Canary Media: Utilities are planning to shift to clean energy — just not too quickly
Nearly every major utility company in the U.S. has committed to shifting to clean energy, but a lot of Americans don’t know that — including, it would seem, a majority of Supreme Court justices.
The court ruled last month to block the Environmental Protection Agency from enforcing already out-of-date carbon emission regulations for the power sector. The conservative majority determined that a decision about whether to move the nation away from coal power should be made by Congress, not EPA regulators. The justices appear to have missed the fact that utilities have already pledged to leave coal behind and have begun minimizing it in favor of cleaner options.
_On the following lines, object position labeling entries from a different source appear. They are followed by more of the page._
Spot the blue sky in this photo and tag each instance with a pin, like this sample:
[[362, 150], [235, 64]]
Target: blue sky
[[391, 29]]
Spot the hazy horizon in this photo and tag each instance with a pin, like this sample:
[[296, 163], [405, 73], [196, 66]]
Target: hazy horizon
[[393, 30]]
“In the last three years, you have seen major energy companies in the U.S. publicly declare net-zero” targets, said Arshad Mansoor, CEO of the Electric Power Research Institute. “I think that has been a sea change.”
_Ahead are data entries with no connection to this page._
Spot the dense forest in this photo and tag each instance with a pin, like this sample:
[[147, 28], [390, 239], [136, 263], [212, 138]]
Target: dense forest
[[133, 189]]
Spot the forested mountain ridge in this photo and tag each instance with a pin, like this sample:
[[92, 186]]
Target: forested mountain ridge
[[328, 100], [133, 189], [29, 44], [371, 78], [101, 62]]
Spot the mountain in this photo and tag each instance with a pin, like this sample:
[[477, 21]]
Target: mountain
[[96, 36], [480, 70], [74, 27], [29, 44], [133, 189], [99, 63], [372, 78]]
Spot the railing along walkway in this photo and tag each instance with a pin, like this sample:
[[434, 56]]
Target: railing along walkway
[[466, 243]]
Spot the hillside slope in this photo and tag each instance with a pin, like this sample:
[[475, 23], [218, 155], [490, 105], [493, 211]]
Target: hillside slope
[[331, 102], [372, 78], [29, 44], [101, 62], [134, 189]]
Mansoor knows a few things about C-suite attitudes in the utility sector. The organization he runs is funded by utilities to research the big questions facing their industry; it was created by Congress in response to the Great Northeast Blackout of 1965. He answers to a board comprising dozens of top U.S. utility executives.
At EPRI’s Electrification 2022 conference in Charlotte, North Carolina last month, the leaders of heavy-hitter utilities unanimously embraced cutting carbon emissions and electrifying transportation. That is, on its face, a huge win for climate activists and clean-energy advocates.